Sono i dati del ministero della Salute a dirlo: non c'è area italiana più inquinata. Parlare non basta più e nemmeno fermare il traffico. È ora di agire davvero
Non c'è bisogno di scomodare i sessantamila decessi in più del 2015 e nemmeno i blocchi del traffico decisi da Milano e Roma per i livelli sopra la media delle polveri sottili. Il problema dell'inquinamento atmosferico in Italia - e soprattutto in Pianura Padana - è lì, un elefante seduto in salotto da almeno vent'anni. Siamo noi che novantanove giorni su cento facciamo finta di non vederlo.

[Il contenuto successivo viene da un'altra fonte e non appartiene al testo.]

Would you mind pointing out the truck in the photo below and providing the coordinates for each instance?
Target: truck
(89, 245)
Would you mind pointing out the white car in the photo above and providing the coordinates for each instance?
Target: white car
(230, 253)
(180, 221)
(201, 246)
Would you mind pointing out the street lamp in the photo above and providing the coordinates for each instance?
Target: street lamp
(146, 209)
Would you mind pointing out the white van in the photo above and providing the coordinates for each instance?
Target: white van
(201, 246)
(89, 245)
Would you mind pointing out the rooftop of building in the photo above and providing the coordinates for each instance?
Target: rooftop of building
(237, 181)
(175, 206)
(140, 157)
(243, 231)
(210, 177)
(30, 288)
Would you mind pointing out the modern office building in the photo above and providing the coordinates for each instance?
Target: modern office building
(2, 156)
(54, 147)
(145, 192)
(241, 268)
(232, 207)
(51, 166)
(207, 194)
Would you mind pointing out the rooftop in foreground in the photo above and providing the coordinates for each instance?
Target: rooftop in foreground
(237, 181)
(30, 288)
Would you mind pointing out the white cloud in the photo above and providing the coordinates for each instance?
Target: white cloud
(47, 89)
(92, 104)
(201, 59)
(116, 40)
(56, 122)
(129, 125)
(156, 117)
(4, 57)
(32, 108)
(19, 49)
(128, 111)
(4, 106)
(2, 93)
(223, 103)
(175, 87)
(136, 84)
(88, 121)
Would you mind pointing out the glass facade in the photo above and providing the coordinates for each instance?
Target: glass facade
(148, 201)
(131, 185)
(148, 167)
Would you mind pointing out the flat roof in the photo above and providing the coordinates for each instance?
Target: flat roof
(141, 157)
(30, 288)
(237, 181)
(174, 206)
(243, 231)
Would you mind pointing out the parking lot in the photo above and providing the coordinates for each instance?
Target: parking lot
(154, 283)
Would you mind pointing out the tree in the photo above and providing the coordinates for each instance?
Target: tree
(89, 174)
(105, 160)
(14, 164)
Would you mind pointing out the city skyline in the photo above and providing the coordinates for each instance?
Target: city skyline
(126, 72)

Parliamo di un’area - non da ieri - tra le più industrializzate, urbanizzate e infrastrutturate d’Europa, caratterizzata da un basso tasso di ventilazione e da fenomeni di inversione termica che rendono più difficile la dispersione degli agenti inquinanti. O, per dirla con le parole, i numeri e i grafici del Rapporto sulla Qualità dell’aria dell’Agenzia Europea sull’Ambiente, uno dei luoghi più inquinati e saturi di polveri sottili (Pm10, Pm 2,5), diossido di azoto, diossido di zolfo, monossido di carbonio, benzopirene. Tutte sostanze che la Iarc (International Agency for Research on Cancer), agenzia che per conto dell’Oms analizza e classifica agenti e sostanze cancerogene, ha inserito nella “lista nera” dei fattori che causano il cancro (3% di tutti i tumori, 5% di tutti i tumori polmonari).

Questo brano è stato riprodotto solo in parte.